As Rational Animals, the excellent human is the one who most fully expresses Unique Human

Nature, that is, who lives a life guided by reason which culminates in the fulfillment of one's natural

human capacities (i.e. social, familial, political, creative, etc.- in short, a functional human life).

 

It is not clear whether Aristotle believed in some sort of afterlife, but probably the most consistent position with everything else he said would be “No.”

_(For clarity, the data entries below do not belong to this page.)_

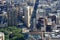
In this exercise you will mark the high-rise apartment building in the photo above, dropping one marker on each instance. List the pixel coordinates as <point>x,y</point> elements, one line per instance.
<point>28,13</point>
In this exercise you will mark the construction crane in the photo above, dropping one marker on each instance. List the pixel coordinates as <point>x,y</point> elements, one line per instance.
<point>33,17</point>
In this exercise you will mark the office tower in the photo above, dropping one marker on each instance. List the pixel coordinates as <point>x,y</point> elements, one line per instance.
<point>27,14</point>
<point>3,15</point>
<point>12,17</point>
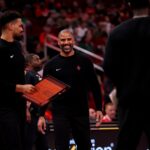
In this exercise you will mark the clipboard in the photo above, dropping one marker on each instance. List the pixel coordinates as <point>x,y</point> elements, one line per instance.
<point>46,90</point>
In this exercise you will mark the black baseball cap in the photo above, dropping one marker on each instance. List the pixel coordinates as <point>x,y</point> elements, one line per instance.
<point>8,16</point>
<point>138,4</point>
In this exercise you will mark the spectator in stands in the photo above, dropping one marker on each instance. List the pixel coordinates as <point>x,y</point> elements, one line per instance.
<point>110,112</point>
<point>12,104</point>
<point>126,63</point>
<point>71,110</point>
<point>33,136</point>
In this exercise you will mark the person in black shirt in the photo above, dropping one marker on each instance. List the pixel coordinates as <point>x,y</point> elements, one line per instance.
<point>12,104</point>
<point>33,136</point>
<point>126,64</point>
<point>70,112</point>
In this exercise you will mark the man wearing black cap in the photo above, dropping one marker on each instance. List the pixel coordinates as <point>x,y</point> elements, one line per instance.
<point>12,105</point>
<point>127,64</point>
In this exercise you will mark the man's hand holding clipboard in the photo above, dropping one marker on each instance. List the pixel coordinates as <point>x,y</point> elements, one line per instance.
<point>46,90</point>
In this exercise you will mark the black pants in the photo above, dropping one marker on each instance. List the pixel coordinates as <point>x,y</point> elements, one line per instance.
<point>33,137</point>
<point>11,132</point>
<point>77,125</point>
<point>133,122</point>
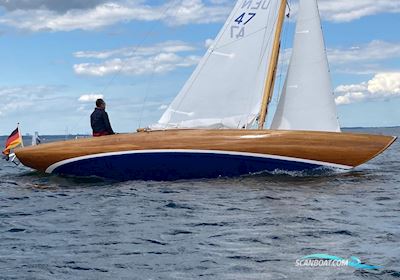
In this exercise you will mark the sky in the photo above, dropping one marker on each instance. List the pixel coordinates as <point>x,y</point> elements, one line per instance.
<point>58,56</point>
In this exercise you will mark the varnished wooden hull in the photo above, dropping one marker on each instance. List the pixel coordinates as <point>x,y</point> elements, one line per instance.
<point>187,154</point>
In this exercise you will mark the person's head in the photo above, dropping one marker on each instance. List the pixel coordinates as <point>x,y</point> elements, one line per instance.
<point>100,103</point>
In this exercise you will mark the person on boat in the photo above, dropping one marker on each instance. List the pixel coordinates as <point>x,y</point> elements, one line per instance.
<point>99,120</point>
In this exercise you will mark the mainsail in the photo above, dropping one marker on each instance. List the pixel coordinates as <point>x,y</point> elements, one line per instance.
<point>307,101</point>
<point>225,90</point>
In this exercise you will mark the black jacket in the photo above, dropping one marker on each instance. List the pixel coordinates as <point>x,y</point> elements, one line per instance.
<point>100,122</point>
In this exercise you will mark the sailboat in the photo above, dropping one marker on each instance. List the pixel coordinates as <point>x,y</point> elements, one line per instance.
<point>215,125</point>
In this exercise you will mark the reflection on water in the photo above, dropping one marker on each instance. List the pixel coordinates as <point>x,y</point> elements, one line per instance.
<point>252,227</point>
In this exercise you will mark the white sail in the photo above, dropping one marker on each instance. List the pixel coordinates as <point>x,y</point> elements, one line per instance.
<point>307,101</point>
<point>225,90</point>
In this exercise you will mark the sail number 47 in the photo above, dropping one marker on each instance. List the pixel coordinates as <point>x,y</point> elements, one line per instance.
<point>238,30</point>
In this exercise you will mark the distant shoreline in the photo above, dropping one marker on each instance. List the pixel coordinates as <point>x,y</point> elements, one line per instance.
<point>84,135</point>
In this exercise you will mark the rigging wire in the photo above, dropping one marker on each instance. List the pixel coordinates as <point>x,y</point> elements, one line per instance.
<point>135,50</point>
<point>283,48</point>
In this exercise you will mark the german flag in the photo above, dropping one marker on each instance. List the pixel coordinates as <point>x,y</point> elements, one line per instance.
<point>13,141</point>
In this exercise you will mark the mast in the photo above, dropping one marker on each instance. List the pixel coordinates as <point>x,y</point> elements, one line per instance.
<point>270,80</point>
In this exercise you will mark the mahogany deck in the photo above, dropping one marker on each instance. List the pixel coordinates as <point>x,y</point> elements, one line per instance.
<point>337,148</point>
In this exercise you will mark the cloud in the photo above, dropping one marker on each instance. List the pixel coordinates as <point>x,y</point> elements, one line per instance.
<point>162,107</point>
<point>345,10</point>
<point>90,97</point>
<point>158,59</point>
<point>110,13</point>
<point>368,54</point>
<point>53,5</point>
<point>381,86</point>
<point>364,59</point>
<point>167,47</point>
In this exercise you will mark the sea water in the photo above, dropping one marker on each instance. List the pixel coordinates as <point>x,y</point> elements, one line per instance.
<point>253,227</point>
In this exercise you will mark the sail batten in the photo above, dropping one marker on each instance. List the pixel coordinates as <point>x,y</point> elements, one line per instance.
<point>226,88</point>
<point>307,101</point>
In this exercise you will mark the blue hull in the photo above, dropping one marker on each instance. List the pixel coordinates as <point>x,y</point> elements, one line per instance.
<point>169,166</point>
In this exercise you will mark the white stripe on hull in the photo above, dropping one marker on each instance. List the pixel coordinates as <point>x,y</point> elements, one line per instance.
<point>54,166</point>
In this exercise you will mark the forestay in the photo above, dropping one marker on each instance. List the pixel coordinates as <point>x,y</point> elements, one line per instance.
<point>226,88</point>
<point>307,101</point>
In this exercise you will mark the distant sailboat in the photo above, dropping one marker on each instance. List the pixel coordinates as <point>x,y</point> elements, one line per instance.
<point>208,130</point>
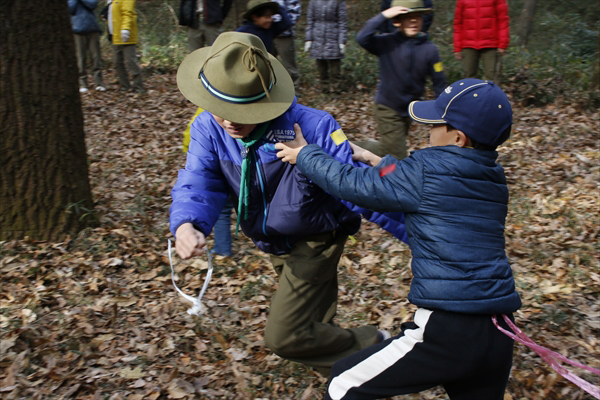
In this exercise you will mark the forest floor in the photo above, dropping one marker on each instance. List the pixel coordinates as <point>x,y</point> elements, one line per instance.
<point>96,316</point>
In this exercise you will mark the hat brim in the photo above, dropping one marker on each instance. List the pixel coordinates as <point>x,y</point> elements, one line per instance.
<point>425,112</point>
<point>420,10</point>
<point>281,95</point>
<point>273,5</point>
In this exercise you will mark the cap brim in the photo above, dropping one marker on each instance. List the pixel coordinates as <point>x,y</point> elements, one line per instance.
<point>421,10</point>
<point>281,95</point>
<point>425,112</point>
<point>273,5</point>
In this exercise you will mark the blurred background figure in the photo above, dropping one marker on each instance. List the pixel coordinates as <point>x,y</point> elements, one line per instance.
<point>285,46</point>
<point>204,19</point>
<point>481,31</point>
<point>122,26</point>
<point>325,39</point>
<point>87,39</point>
<point>387,26</point>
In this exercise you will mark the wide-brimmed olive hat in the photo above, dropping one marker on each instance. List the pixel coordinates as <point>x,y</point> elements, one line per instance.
<point>236,79</point>
<point>255,4</point>
<point>414,5</point>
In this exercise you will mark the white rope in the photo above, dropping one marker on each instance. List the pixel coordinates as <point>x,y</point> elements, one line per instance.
<point>196,308</point>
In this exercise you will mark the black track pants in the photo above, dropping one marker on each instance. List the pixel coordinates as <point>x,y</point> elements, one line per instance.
<point>465,353</point>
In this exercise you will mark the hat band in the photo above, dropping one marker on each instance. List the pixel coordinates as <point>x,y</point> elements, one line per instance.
<point>231,98</point>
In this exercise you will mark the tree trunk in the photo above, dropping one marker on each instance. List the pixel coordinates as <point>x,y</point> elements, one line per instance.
<point>44,188</point>
<point>526,22</point>
<point>595,84</point>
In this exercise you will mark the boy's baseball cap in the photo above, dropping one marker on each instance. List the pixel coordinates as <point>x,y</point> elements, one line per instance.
<point>254,5</point>
<point>478,108</point>
<point>414,5</point>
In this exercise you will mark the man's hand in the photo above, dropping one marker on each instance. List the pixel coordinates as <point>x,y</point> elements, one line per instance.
<point>393,12</point>
<point>190,242</point>
<point>364,156</point>
<point>289,150</point>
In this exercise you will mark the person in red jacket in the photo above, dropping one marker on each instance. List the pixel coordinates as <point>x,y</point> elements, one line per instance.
<point>481,31</point>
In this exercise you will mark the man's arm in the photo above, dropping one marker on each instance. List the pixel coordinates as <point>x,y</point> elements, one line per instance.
<point>201,190</point>
<point>381,189</point>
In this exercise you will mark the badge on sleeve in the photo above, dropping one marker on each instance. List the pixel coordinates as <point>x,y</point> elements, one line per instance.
<point>338,137</point>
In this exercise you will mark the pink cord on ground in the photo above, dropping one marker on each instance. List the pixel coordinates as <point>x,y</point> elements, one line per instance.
<point>551,357</point>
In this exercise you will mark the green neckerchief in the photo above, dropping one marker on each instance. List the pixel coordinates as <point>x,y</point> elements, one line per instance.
<point>248,142</point>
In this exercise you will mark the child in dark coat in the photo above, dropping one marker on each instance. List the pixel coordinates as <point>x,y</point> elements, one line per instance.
<point>454,197</point>
<point>406,59</point>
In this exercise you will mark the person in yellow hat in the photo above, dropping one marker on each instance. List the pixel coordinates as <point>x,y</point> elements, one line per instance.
<point>122,26</point>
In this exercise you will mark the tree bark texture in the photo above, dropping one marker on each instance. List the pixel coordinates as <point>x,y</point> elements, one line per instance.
<point>526,21</point>
<point>44,186</point>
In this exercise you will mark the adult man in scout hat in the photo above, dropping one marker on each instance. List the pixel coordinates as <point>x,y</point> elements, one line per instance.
<point>249,104</point>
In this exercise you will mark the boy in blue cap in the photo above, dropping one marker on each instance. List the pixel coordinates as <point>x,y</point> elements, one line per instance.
<point>455,198</point>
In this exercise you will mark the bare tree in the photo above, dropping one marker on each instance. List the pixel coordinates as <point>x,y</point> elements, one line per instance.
<point>44,187</point>
<point>526,22</point>
<point>595,84</point>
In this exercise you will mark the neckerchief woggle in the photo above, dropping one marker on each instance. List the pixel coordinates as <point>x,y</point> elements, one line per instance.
<point>247,158</point>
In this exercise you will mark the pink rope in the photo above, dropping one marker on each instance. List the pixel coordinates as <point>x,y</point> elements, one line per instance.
<point>551,357</point>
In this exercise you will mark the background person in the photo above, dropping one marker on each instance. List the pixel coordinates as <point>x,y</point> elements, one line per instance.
<point>406,59</point>
<point>285,46</point>
<point>204,19</point>
<point>122,25</point>
<point>481,32</point>
<point>325,40</point>
<point>86,32</point>
<point>259,20</point>
<point>388,27</point>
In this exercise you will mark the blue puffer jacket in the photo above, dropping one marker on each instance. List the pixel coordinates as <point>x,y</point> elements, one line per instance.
<point>284,205</point>
<point>83,18</point>
<point>455,204</point>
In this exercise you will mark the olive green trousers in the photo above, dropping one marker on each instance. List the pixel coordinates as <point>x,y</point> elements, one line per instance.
<point>300,325</point>
<point>393,131</point>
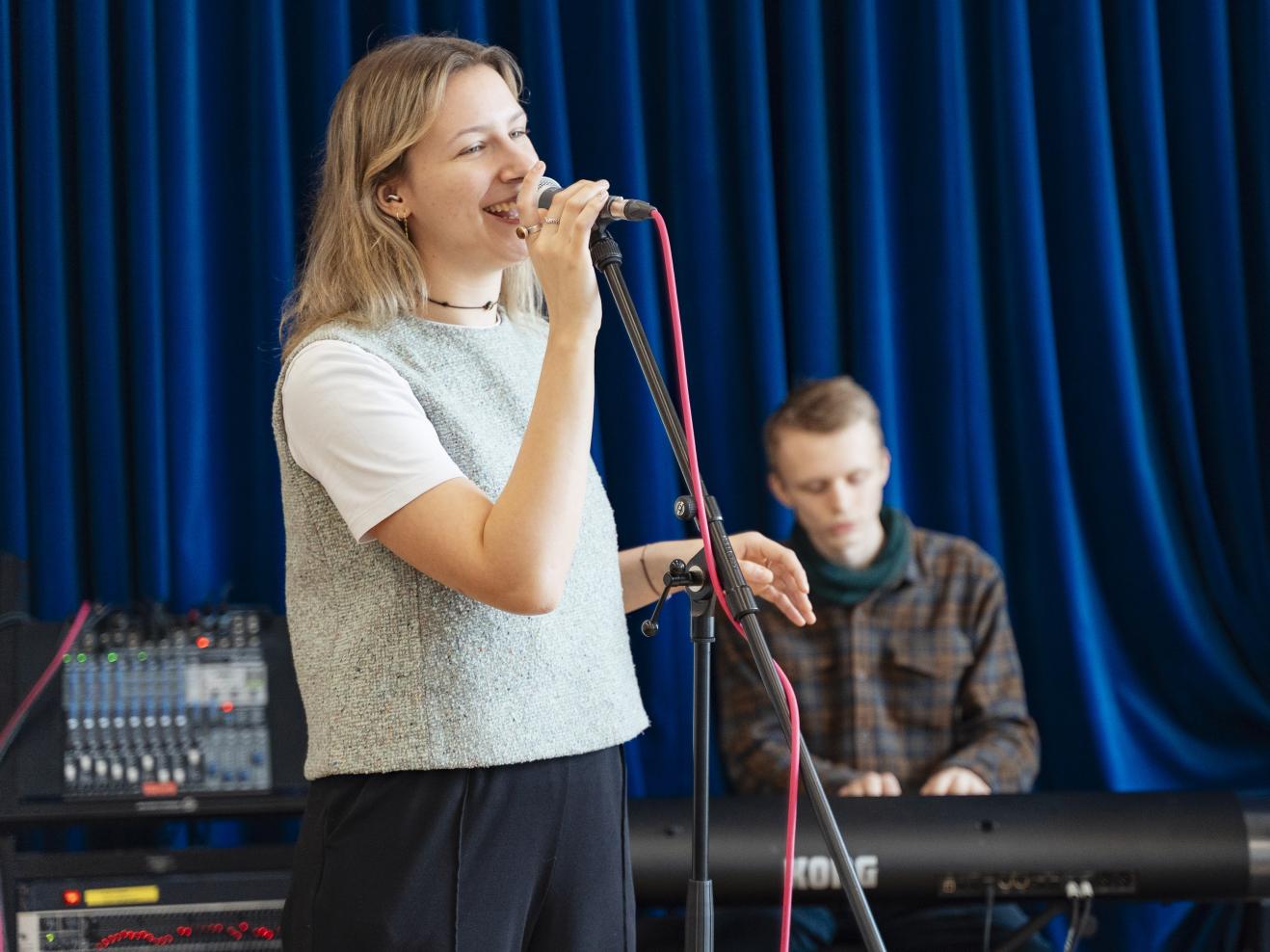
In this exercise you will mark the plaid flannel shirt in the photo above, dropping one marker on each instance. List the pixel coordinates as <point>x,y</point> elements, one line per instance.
<point>921,675</point>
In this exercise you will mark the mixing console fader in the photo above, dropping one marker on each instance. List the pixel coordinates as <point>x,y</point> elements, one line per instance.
<point>152,712</point>
<point>175,704</point>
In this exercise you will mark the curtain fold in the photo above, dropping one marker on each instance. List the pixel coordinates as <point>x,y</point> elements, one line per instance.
<point>1039,232</point>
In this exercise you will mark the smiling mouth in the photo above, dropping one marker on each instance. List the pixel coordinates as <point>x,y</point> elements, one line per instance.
<point>504,211</point>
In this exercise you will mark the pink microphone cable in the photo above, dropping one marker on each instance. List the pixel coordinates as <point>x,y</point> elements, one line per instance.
<point>695,476</point>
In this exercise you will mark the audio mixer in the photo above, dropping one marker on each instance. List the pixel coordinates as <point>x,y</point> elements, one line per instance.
<point>164,711</point>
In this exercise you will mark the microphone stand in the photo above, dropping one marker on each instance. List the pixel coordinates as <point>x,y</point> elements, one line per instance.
<point>607,259</point>
<point>699,918</point>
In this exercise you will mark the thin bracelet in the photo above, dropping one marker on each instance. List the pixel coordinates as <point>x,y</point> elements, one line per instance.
<point>644,567</point>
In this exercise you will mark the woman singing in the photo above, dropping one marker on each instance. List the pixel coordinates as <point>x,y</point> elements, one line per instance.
<point>455,592</point>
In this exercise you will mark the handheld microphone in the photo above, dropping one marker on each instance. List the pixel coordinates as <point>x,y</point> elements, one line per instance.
<point>618,208</point>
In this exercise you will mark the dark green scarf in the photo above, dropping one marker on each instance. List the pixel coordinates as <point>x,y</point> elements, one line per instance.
<point>847,587</point>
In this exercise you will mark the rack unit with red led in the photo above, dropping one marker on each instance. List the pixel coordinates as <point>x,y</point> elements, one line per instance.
<point>193,899</point>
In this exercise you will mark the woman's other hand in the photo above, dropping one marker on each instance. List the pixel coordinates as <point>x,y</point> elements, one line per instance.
<point>775,574</point>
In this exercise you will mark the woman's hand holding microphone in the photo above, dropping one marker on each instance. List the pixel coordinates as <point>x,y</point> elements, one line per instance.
<point>559,243</point>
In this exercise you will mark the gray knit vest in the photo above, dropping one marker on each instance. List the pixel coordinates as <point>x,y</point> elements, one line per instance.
<point>399,672</point>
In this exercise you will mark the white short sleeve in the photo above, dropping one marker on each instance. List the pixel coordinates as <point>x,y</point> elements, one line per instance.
<point>356,427</point>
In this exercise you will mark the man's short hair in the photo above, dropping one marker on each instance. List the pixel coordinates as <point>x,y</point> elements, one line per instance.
<point>821,407</point>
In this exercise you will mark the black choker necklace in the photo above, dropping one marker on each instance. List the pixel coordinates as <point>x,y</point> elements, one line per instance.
<point>487,306</point>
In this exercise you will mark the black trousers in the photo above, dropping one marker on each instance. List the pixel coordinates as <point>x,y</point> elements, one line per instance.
<point>518,859</point>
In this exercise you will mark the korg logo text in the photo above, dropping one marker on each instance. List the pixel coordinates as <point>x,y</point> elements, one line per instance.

[1] Modern philosophy treats possibility and impossibility differently than the ancients and the medieval.  For moderns, if something is “conceivable without logical contradiction: as Hume might put it, it is thought to be “possible.  On this view, a married bachelor is impossible, but an apple tree speaking French is not.  But for Aristotle, since Apple Tree Nature is a timeless and eternal immutable essence that does not possess the potentiality to speak French, a French speaking apple trees is as impossible (metaphysically impossible) as is a married bachelor. How we come to KNOW the impossibility of the former may differ in who we come to know the impossibility of the latter, but they are equally impossible nonetheless.

[2] Could it be that every actualizing agent derives is actualizing ability from some other actualizing agent?  That is, can every case of moving a thing from potentially X to actually X be brought about by some other prior thing which itself was moved from potential Y to actual Y?  No.  Why not? Short answer: infinite regress.  Long answer, read Aristotle’s unmoved mover argument and/or Aquinas.

[3] Telos is the Greek word for end or purpose.

[4] Note the difference with Plato here. While for Plato, the more abstract the reality the more “real” it was, for Aristotle, the particulars are more real than the secondary abstractions.

[5] Now, if a human artifact is a necessary byproduct of human nature, say, like politics, then it would have a nature as immutable as human nature.